# Things to tell your grandchildren.



## Pinkamena (Dec 1, 2013)

I was born before Google.


----------



## Kung Fu Ferret (Dec 10, 2013)

I remember when Disney was actually GOOD. None of this garbage. Oh... How I miss "The Lion King"...


----------



## eevee_em (Dec 11, 2013)

My first game system was a GBA. It didn't have a touch screen, and could only display sprites (no polygons). It took AA batteries, and you couldn't play it in the dark because it had no backlight.

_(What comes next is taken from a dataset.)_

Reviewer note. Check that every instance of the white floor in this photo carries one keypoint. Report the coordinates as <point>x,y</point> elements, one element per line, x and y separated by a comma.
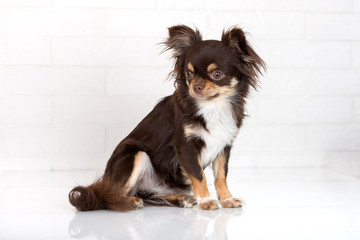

Also when I was a kid not it was fairly common for people to not have a cell phone, and I was in highschool when the very first iphone was released.


----------



## Kung Fu Ferret (Dec 11, 2013)

When I was your age, we rented movies from a STORE!


----------



## sv_01 (Dec 11, 2013)

I had a phone with a keyboard.


----------



## kyeugh (Dec 12, 2013)

Back in my day, there were only two channels on the radio: on, and off.


----------



## Dar (Dec 16, 2013)

When I was a boy... *snore*


----------



## Eloi (Dec 16, 2013)

_My _mom and dad are older than* Kwanzaa*.


----------



## Kung Fu Ferret (Dec 16, 2013)

I remember when Pokemon came out. It still peeves me when people mispronounce it.


----------